Guest Blog by Cordilia Acree, MSW intern
Marsha P. Johnson, pictured above was the quintessential angry black transwoman who threw the brick that started the riot outside of the Stonewall Inn. She held her anger at police harassment, discrimination, and trans- and homophobia in until she finally could no longer do so without losing her sense of self. Then she strategically unleashed her rage to effect change, and never backed down from a fight from that moment on.
If you turn on the news or log on to social media, you are guaranteed to see one or two things: the new COVID-19 case count or something about racism in America. No matter how you identify, the current events in the world have affected you in some way.
This post was supposed to be about something different, but yesterday I was asked by someone who I considered a friend for the past fifteen years that cut deep. The question was,
"Why are Black women always so angry?"
After taking a day to gather my thoughts, this was my response, “I am a Black woman, and Black women are not always angry. Most Black women strategically think about the tone they are using before speaking so that we are not seen as angry. We hold our pain in and keep a smile on our face in public because we do not want to be seen as the angry Black woman. Imagine if every time you spoke, you had to represent everyone that looked like you, and one passionately voiced opinion makes you the angry black woman. I know that many will think this sounds crazy, but it is my reality and the reality of women that look like me.

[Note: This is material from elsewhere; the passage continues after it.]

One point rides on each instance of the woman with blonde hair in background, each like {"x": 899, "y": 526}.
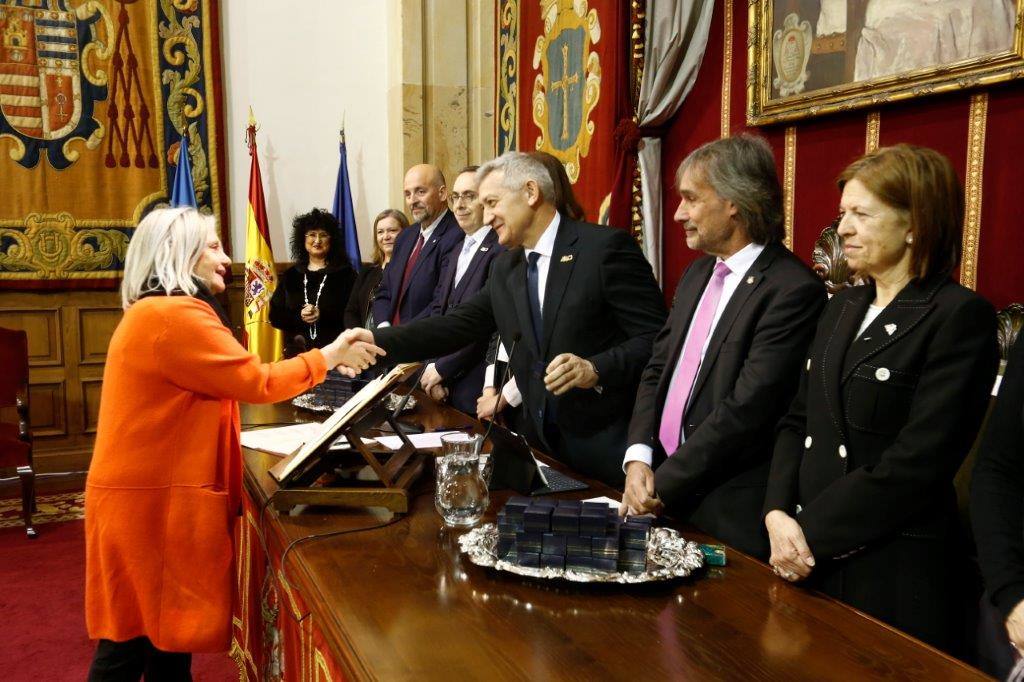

Imagine if every time you spoke, you had to represent everyone that looked like you.
I remember being the only black nurse in my office, and one day, a patient just flat-out informed me that they did not want me to start their IV because I was only hired because of Affirmative Action. I was upset; however, I politely said “OK, sure let me locate another nurse.” As I walked out of that patient's room, another nurse must have said hello, but I did not see her. I was focused and needed to find the nurse in charge of that shift. At the end of that shift, I was pulled aside by the nurse who said hello and my supervisor because I had an attitude, and they wanted to know why.
I was confused because, after that incident, the other nurse and I took our lunch break together. Once I was informed that this encounter was based on me walking past the other nurse and not saying hello back, I explained the situation and that I honestly did not see or hear her.
Did I have an attitude? No! Was I upset? Yes!
This was not the only experience I've had like this, but one of many. So no, all Black women are not angry; we are just like any other woman; we have emotions, and sometimes we can get angry. If you find yourself in a conversation with a Black woman and the dialogue makes you uncomfortable, do not assume she is angry. Turn it around and ask yourself, “Why am I uncomfortable?” Say excuse me and ask for clarification if you need to. The only way things will change is if we start having the conversations that make us a little uncomfortable.